US & Canada

Canada is taking aim at its overheated housing market

A real estate for sale sign is pictured in front of a home in Vancouver, British Columbia, Canada, September 22, 2016 Image copyright Reuters

Canada will close a tax loophole used by foreign homebuyers as it struggles to cool red-hot property markets in Vancouver and Toronto.

Federal Finance Minister Bill Morneau announced the measure on Monday.

Economists, bankers and politicians have been growing increasingly alarmed at the skyrocketing property markets in the two cities and are warning they may be headed for a correction.

Under Canadian tax law, homeowners selling their principal residence get a tax benefit in the form of an exemption from capital gains taxation.

The new rule will ensure only people living in their home as a principal residence prior to its sale will be able to claim that so-called "principal residence exemption".

"Affordability is an issue that concerns many middle class families, particularly here in Toronto and in BC's lower mainland. It is real, and we do not take it lightly," Mr. Morneau said.

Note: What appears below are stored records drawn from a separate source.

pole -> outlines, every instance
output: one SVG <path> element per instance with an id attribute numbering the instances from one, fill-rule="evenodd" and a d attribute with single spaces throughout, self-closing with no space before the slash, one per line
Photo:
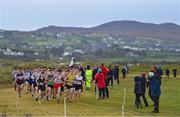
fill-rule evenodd
<path id="1" fill-rule="evenodd" d="M 64 97 L 64 117 L 66 117 L 66 97 Z"/>
<path id="2" fill-rule="evenodd" d="M 122 117 L 124 117 L 124 106 L 122 105 Z"/>
<path id="3" fill-rule="evenodd" d="M 126 104 L 126 88 L 123 89 L 123 106 Z"/>
<path id="4" fill-rule="evenodd" d="M 97 84 L 95 84 L 95 93 L 96 93 L 96 100 L 98 100 L 98 88 L 97 88 Z"/>
<path id="5" fill-rule="evenodd" d="M 18 108 L 18 102 L 19 102 L 19 93 L 16 95 L 16 109 Z"/>

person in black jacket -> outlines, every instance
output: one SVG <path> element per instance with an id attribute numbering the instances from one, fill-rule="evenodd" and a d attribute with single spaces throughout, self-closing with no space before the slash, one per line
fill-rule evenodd
<path id="1" fill-rule="evenodd" d="M 146 85 L 147 85 L 146 74 L 145 74 L 145 73 L 142 73 L 142 74 L 141 74 L 141 91 L 142 91 L 142 98 L 143 98 L 143 101 L 144 101 L 145 106 L 147 107 L 147 106 L 148 106 L 148 102 L 147 102 L 147 99 L 146 99 L 146 97 L 145 97 L 145 94 L 146 94 Z"/>
<path id="2" fill-rule="evenodd" d="M 117 81 L 117 84 L 119 84 L 119 67 L 118 65 L 114 66 L 114 80 Z"/>
<path id="3" fill-rule="evenodd" d="M 94 68 L 93 68 L 93 74 L 92 74 L 92 76 L 93 76 L 93 80 L 94 80 L 94 83 L 95 83 L 95 87 L 94 87 L 94 93 L 95 93 L 95 95 L 96 95 L 96 92 L 97 92 L 97 86 L 96 86 L 96 81 L 95 81 L 95 75 L 98 73 L 98 67 L 97 67 L 97 65 L 95 65 L 94 66 Z"/>
<path id="4" fill-rule="evenodd" d="M 161 67 L 159 65 L 157 67 L 156 74 L 159 75 L 159 77 L 162 77 L 162 75 L 163 75 L 163 70 L 161 69 Z"/>
<path id="5" fill-rule="evenodd" d="M 176 75 L 177 75 L 177 68 L 174 68 L 174 69 L 172 70 L 172 72 L 173 72 L 174 78 L 176 78 Z"/>
<path id="6" fill-rule="evenodd" d="M 112 88 L 113 88 L 113 76 L 114 76 L 113 68 L 112 68 L 111 66 L 109 66 L 108 86 L 110 85 L 110 82 L 111 82 L 111 87 L 112 87 Z"/>
<path id="7" fill-rule="evenodd" d="M 169 68 L 166 69 L 166 78 L 169 78 L 169 75 L 170 75 L 170 70 Z"/>
<path id="8" fill-rule="evenodd" d="M 126 78 L 126 74 L 127 74 L 127 68 L 123 67 L 121 72 L 122 72 L 123 79 L 125 79 Z"/>
<path id="9" fill-rule="evenodd" d="M 140 100 L 140 97 L 142 95 L 142 91 L 141 91 L 141 77 L 140 76 L 134 77 L 134 82 L 135 82 L 134 93 L 135 93 L 135 96 L 136 96 L 135 107 L 136 108 L 139 108 L 139 107 L 142 108 L 142 104 L 141 104 L 141 100 Z"/>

The minister also announced a more robust mortgage stress test on all new insured mortgages.

Image copyright Reuters
Image caption Affordability is a top concern, Finance Minister Bill Morneau said

The move by Canadian authorities comes shortly after Swiss Bank UBS released a report warning that of all the cities in the world, Vancouver is most at risk of having a housing bubble. The city soared to first place this year from fourth in 2015.

UBS placed Canada's third-largest city ahead of London, Stockholm, Sydney and Munich in the comparison of housing markets of 18 major global cities.

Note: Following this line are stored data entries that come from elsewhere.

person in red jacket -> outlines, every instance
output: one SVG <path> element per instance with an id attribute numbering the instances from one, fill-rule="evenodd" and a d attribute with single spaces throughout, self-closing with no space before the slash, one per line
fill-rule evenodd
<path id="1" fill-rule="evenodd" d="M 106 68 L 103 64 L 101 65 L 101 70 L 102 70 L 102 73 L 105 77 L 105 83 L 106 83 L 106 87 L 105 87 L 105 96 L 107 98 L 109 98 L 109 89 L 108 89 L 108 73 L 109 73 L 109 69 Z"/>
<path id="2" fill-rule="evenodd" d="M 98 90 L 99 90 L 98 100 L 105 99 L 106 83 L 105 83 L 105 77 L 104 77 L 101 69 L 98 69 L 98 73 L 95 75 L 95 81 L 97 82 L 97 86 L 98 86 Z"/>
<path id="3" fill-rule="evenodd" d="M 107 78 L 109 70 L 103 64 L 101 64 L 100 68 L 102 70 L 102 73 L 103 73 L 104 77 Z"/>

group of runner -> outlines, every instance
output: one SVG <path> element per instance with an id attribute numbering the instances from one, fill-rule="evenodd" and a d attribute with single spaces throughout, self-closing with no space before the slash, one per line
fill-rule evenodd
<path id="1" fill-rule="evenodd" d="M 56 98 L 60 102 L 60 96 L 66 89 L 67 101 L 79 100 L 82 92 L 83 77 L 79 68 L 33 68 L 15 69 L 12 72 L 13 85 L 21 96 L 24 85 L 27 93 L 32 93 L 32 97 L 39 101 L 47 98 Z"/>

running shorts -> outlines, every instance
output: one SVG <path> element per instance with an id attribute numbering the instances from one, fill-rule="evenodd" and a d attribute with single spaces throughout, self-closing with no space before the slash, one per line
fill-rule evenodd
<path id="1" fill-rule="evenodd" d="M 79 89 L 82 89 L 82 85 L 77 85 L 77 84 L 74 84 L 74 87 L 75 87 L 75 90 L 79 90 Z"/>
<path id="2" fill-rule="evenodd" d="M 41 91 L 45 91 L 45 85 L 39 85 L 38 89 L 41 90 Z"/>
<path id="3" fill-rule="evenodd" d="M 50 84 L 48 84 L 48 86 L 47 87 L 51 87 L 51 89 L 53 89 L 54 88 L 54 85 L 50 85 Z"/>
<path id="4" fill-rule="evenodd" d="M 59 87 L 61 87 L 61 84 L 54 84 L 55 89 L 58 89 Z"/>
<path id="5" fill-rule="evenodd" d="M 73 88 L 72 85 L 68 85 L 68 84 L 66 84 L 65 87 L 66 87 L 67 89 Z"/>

"House prices of the cities within the bubble risk zone have increased by almost 50% on average since 2011. In the other financial centres, prices have only risen by less than 15%," the report said.

The spike in housing prices in those cities have been fuelled by a both a demand from foreign investors and low interest rates.

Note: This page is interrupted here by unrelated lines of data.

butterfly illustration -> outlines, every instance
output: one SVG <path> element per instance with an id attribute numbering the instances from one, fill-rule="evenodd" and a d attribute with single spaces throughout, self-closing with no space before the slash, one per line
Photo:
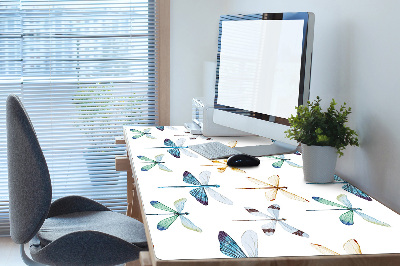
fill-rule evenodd
<path id="1" fill-rule="evenodd" d="M 368 200 L 368 201 L 372 201 L 371 197 L 368 196 L 367 193 L 365 193 L 364 191 L 356 188 L 355 186 L 349 184 L 349 182 L 344 181 L 343 179 L 341 179 L 339 176 L 334 175 L 333 176 L 335 183 L 344 183 L 345 185 L 342 186 L 342 188 L 344 190 L 346 190 L 347 192 L 350 192 L 354 195 L 356 195 L 357 197 L 360 197 L 362 199 Z"/>
<path id="2" fill-rule="evenodd" d="M 324 255 L 340 255 L 339 253 L 319 244 L 311 243 L 311 246 Z M 347 252 L 347 254 L 362 254 L 360 245 L 355 239 L 347 240 L 346 243 L 344 243 L 343 248 Z"/>
<path id="3" fill-rule="evenodd" d="M 388 225 L 387 223 L 381 222 L 371 216 L 368 216 L 368 215 L 360 212 L 361 211 L 360 208 L 353 208 L 353 206 L 351 205 L 351 202 L 347 199 L 346 195 L 344 195 L 344 194 L 340 194 L 339 196 L 336 197 L 337 200 L 340 201 L 341 203 L 343 203 L 344 205 L 323 199 L 321 197 L 312 197 L 312 198 L 313 198 L 313 200 L 315 200 L 319 203 L 341 208 L 341 209 L 328 209 L 328 210 L 346 211 L 339 217 L 339 220 L 345 225 L 353 225 L 354 224 L 353 216 L 354 216 L 354 213 L 356 213 L 359 216 L 361 216 L 361 218 L 366 220 L 367 222 L 370 222 L 370 223 L 373 223 L 376 225 L 390 227 L 390 225 Z M 321 211 L 321 210 L 307 210 L 307 211 Z"/>
<path id="4" fill-rule="evenodd" d="M 249 207 L 245 207 L 246 211 L 248 211 L 250 214 L 258 216 L 258 217 L 262 217 L 263 219 L 259 219 L 259 220 L 236 220 L 236 221 L 264 221 L 264 220 L 269 220 L 270 222 L 268 224 L 264 224 L 261 226 L 262 231 L 264 232 L 264 234 L 266 234 L 267 236 L 272 236 L 275 233 L 275 228 L 276 228 L 276 223 L 280 224 L 282 226 L 282 228 L 286 231 L 288 231 L 289 233 L 296 235 L 296 236 L 301 236 L 301 237 L 309 237 L 309 235 L 299 229 L 294 228 L 293 226 L 288 225 L 287 223 L 285 223 L 284 221 L 286 221 L 286 219 L 281 218 L 279 219 L 279 211 L 281 209 L 281 207 L 278 204 L 272 204 L 268 207 L 267 211 L 272 215 L 269 216 L 265 213 L 260 212 L 259 210 L 253 209 L 253 208 L 249 208 Z"/>
<path id="5" fill-rule="evenodd" d="M 158 165 L 158 167 L 161 170 L 167 171 L 167 172 L 172 172 L 172 170 L 168 169 L 168 167 L 166 167 L 165 165 L 163 165 L 162 158 L 164 157 L 164 154 L 160 154 L 157 155 L 154 160 L 147 158 L 146 156 L 138 156 L 138 158 L 142 161 L 144 161 L 144 163 L 148 163 L 147 165 L 143 166 L 140 170 L 142 171 L 149 171 L 151 168 L 153 168 L 154 166 Z"/>
<path id="6" fill-rule="evenodd" d="M 173 222 L 175 222 L 175 220 L 179 217 L 181 219 L 182 225 L 185 228 L 187 228 L 189 230 L 196 231 L 196 232 L 201 232 L 202 230 L 199 227 L 194 225 L 188 218 L 185 217 L 185 215 L 189 215 L 189 213 L 188 212 L 182 212 L 183 208 L 185 207 L 185 203 L 186 203 L 186 199 L 185 198 L 176 200 L 174 202 L 174 206 L 175 206 L 176 210 L 174 210 L 174 209 L 171 209 L 168 206 L 165 206 L 164 204 L 162 204 L 159 201 L 151 201 L 150 204 L 154 208 L 157 208 L 157 209 L 163 210 L 163 211 L 167 211 L 167 212 L 170 212 L 172 214 L 172 216 L 161 220 L 157 224 L 157 229 L 160 230 L 160 231 L 167 230 L 171 226 L 171 224 Z M 147 214 L 147 215 L 171 215 L 171 214 Z"/>
<path id="7" fill-rule="evenodd" d="M 266 189 L 267 191 L 265 192 L 265 197 L 269 201 L 273 201 L 276 199 L 276 194 L 278 191 L 282 192 L 282 194 L 289 199 L 293 200 L 298 200 L 302 202 L 309 202 L 307 199 L 297 196 L 296 194 L 293 194 L 289 191 L 287 191 L 287 187 L 280 187 L 279 186 L 279 176 L 278 175 L 273 175 L 268 178 L 268 182 L 263 182 L 261 180 L 255 179 L 253 177 L 247 177 L 250 181 L 261 185 L 263 187 L 256 187 L 256 188 L 238 188 L 238 189 Z"/>
<path id="8" fill-rule="evenodd" d="M 225 231 L 218 234 L 219 250 L 231 258 L 247 258 L 239 245 Z M 242 235 L 242 246 L 249 257 L 258 257 L 258 237 L 253 230 L 247 230 Z"/>
<path id="9" fill-rule="evenodd" d="M 194 154 L 193 152 L 187 150 L 188 146 L 184 146 L 183 145 L 184 143 L 185 143 L 184 138 L 178 139 L 176 141 L 176 144 L 170 139 L 165 139 L 164 140 L 165 147 L 156 147 L 156 148 L 168 148 L 167 152 L 172 156 L 174 156 L 175 158 L 180 158 L 181 152 L 187 156 L 197 158 L 197 154 Z"/>
<path id="10" fill-rule="evenodd" d="M 167 186 L 167 187 L 159 187 L 159 188 L 191 187 L 194 189 L 192 189 L 189 192 L 190 195 L 192 195 L 198 202 L 200 202 L 203 205 L 208 205 L 208 197 L 207 197 L 206 191 L 215 200 L 217 200 L 221 203 L 224 203 L 224 204 L 232 205 L 233 202 L 230 199 L 228 199 L 227 197 L 221 195 L 220 193 L 218 193 L 217 191 L 212 189 L 212 187 L 219 188 L 220 187 L 219 185 L 209 185 L 208 184 L 208 182 L 210 180 L 210 175 L 211 175 L 211 173 L 209 171 L 201 172 L 199 175 L 199 180 L 200 180 L 199 181 L 190 172 L 185 171 L 183 173 L 183 181 L 187 184 L 190 184 L 190 186 Z"/>
<path id="11" fill-rule="evenodd" d="M 143 131 L 131 128 L 131 132 L 136 133 L 136 135 L 132 136 L 133 139 L 138 139 L 138 138 L 143 137 L 143 136 L 146 136 L 149 139 L 155 139 L 155 137 L 153 137 L 151 135 L 151 133 L 150 133 L 150 128 L 143 129 Z"/>
<path id="12" fill-rule="evenodd" d="M 211 162 L 213 164 L 204 164 L 202 166 L 217 166 L 217 170 L 219 173 L 225 172 L 225 170 L 228 168 L 228 164 L 227 164 L 228 160 L 211 160 Z M 237 167 L 229 166 L 229 168 L 235 172 L 246 173 L 245 171 L 243 171 L 242 169 L 239 169 Z"/>
<path id="13" fill-rule="evenodd" d="M 284 155 L 267 156 L 267 158 L 279 160 L 277 162 L 272 163 L 272 167 L 274 167 L 274 168 L 281 168 L 283 163 L 285 163 L 285 162 L 290 166 L 297 167 L 297 168 L 303 168 L 303 166 L 290 161 L 290 159 L 286 159 Z"/>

Mr. Morneau's announcement is not the first step taken by Canadian policy makers in a bid to calm the booming real estate market.

In February, Canada increased the minimum down payment for new insured mortgages from 5% to 10% for homes above CA$500,000 ($381,000 /£296,555) a move that was targeted mostly towards the Vancouver and Toronto markets.

In August, British Columbia's provincial government implemented a controversial 15% tax on foreign home buyers in the metro Vancouver area amid concerns foreign investment is driving up home prices and pushing homeownership out of reach for much of the city's population.

Earlier this year, a "tear-down" property in the city's west side that sold for close to CA$2.5m ($1.9m/£1.5m) became a symbol of the city's out-of-control property market.

According to the Real Estate Board of Greater Vancouver, the average price for a single family home in August was CA$1.57m ($1.2m/£931,000).